Stephen Omony, the Manager Lamogi Ber Bus Terminal similarly noted that the company is operating within the legal frameworks to offer services to the people.
“We have been paying revenue to the Council and we shall continue to. And because we aren’t ready to move, we shall continue to serve the public in their best interests,” Omony maintained.
Division mayors divided
The division mayors for both Pece-Laroo and Bardege-Layibi are however divided on the resolution for the eviction of the transporters.
Patrick Oola Lumumba, The mayor of Bardege-Layibi Division, noted that the money generated from Lamogi Ber Bus Terminal annually stands at shs38m.
According to Oola, half of the money collected from the transporters is channeled to the City Council. He acknowledged that the council resolution was passed without consulting the lower councils.
“If the place has to be closed just because of accidents then what about other places in the city where accidents occur?
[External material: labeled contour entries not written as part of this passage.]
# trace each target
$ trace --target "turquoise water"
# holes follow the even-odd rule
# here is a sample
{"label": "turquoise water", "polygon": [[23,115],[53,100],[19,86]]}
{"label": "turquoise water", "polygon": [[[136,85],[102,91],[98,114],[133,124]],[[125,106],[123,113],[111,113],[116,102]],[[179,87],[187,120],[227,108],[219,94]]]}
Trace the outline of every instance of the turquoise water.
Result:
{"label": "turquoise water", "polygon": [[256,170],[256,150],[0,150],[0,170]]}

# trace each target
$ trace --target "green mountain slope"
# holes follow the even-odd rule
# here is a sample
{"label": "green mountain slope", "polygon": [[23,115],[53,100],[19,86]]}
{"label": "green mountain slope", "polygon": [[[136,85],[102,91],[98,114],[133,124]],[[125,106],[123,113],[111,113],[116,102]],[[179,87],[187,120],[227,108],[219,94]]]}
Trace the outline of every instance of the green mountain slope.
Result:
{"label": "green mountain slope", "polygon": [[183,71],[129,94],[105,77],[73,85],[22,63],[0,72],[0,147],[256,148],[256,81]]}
Must we close the city because Gulu has been having accidents?” Lumumba asked.
But the mayor of Pece-Laroo Division Geoffrey Otim, maintained that the bus operators have been defaulting revenue payments to the Council.
Otim revealed that the Division Council has been losing shs420m annually from the transport sector in both Gulu Main Bus Park and Makome bus terminal services.
According to Otim, the Division Council is only getting shs5m from the taxi operators in the main bus park, leaving a huge gap in revenue collection from the transport sector.
“For four years now, we couldn’t collect over shs1.6b from buses, but this money could help to maintain the general cleanliness of the city,” Otim said.
Resolution likely to cost Council
The Councilor representing Laroo-Pece- South Constituency Andrew Otto Ogwetta expressed fear that the resolution was hurriedly adopted which may have legal implications for the Council.
“There isn’t any substantial evidence to conclude that the operators haven’t been paying tax. We needed to have gone deeper to find out before the resolution,” Ogwetta noted.
Oscar Kizza, a lawyer with Godena Associates in Kampala noted that the award of contract is guided by the Public Procurement and Regulation Act which set conditions for the parties involved to undertake.
He argues that, for the Council to grant operation license to the Bus Terminal would mean, like any other entity or individual, they should have gone through bidding and evaluation by the Contract Committee.
“Where the law of procurement isn’t followed, the Council can’t lose but also, they can’t just wake up to evict these companies if this law was honored in due process, it will bring loss to the Council. If they followed all the processes and where breach of contract, such licenses can be lawfully” He argued.
He however noted that, if the affected parties are not satisfied with the decision by the Council, then they can seek for legal redress in the commercial court where such cases are majorly handled from.